In planning any calendar printing challenge, the most obvious reality to pay attention to is that every calendar is a time-sensitive product with a built-in distribution deadline. For the standard 2014 calendar, in case your calendar shouldn’t be in the end consumer’s fingers earlier than January 1, 2014, they may have already got discovered another. For a non-standard calendar that deadline may be sooner (eg., a school-year calendar must be in the user’s palms close to the beginning of faculty if it is going to be useful to them). Working backwards from this absolute deadline can give you a superb timeline for your complete challenge.
How are you getting your calendars into the end consumer’s palms? Are you giving them away? In that case, then it must be relatively straight-forward to determine the distribution logistics and decide by what date you’ll need to have calendars in hand. Or perhaps you are mailing them out to your customers or members; in that case you simply must ensure you permit enough time for inserting into envelopes, including a cover letter, addressing and mailing. Or consider having the printer or an area mailhouse handle mailing the calendars – it would probably be cheaper and easier for you. Simply be sure to find out from the printer or mailhouse how a lot further time they may need and factor it in.
If, then again, you intend to print a calendar and sell it, both as a nonprofit fundraiser or as a profit-making venture, then distribution is a bit more difficult. How a lot time you want for gross sales relies on your sales strategy. Are you selling at an area festival or other event? If that’s the case, then that offers you a deadline, however keep in mind that you will be higher off when you can promote at a number of occasions, in case attendance or gross sales at one event are usually not what you expect. Or possibly you’re having volunteers promote calendars to friends and family or door-to-door.

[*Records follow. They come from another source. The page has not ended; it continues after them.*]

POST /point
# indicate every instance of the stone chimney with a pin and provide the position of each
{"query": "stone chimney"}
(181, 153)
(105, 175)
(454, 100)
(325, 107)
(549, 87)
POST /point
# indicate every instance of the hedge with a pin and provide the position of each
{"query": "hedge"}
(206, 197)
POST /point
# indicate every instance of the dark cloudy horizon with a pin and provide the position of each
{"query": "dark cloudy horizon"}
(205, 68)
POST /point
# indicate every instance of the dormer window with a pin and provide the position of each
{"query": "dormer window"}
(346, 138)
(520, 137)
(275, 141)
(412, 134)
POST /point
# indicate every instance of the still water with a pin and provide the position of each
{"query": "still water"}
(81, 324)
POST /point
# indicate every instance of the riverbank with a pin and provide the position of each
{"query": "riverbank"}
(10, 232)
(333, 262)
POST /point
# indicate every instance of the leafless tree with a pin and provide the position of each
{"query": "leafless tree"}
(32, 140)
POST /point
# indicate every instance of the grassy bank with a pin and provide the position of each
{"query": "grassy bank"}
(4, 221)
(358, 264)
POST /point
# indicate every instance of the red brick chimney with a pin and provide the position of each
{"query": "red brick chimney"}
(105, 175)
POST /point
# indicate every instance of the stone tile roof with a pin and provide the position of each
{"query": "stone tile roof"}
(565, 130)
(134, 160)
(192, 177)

If that’s the case, you need to allow not less than two weeks, and ideally as much as four weeks, since volunteers all have their very own different schedules, and a few will need reminders and encouragement.
Should you print a calendar that you simply plan to sell, it’s best to make sure you develop and implement a strong marketing plan. Advertising does not have to add to the general period of the calendar venture – you may and should start advertising and marketing through the planning and production stages of the mission. Nevertheless, when you wait to begin marketing till you’ve the calendars in hand, then you’ll need to permit at the very least a few additional weeks, maybe more, for your advertising and marketing message to reach the intended audience and inspire them to purchase.

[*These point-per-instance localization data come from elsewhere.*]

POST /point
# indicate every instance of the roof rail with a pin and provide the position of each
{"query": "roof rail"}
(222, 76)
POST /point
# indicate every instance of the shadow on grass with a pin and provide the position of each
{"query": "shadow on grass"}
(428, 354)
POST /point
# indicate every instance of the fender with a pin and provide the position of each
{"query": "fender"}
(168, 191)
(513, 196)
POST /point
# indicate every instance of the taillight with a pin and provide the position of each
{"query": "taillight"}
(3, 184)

The production phase of a calendar printing mission starts once you hand off the entire images, text, logos, advertising, etc. to the printer, and the printer turns it into calendar paintings for you to approve and then places it on the press and delivers to you the finished product. Be sure you talk to your printer early on to fins out how long this takes. In our case at Yearbox, it is normally about three weeks (sometimes sooner when you have a selected deadline). If you happen to anticipate last-minute adjustments or additions, or if you can be proofing by committee, then you must most likely enable a bit extra time – perhaps a month in total – for production.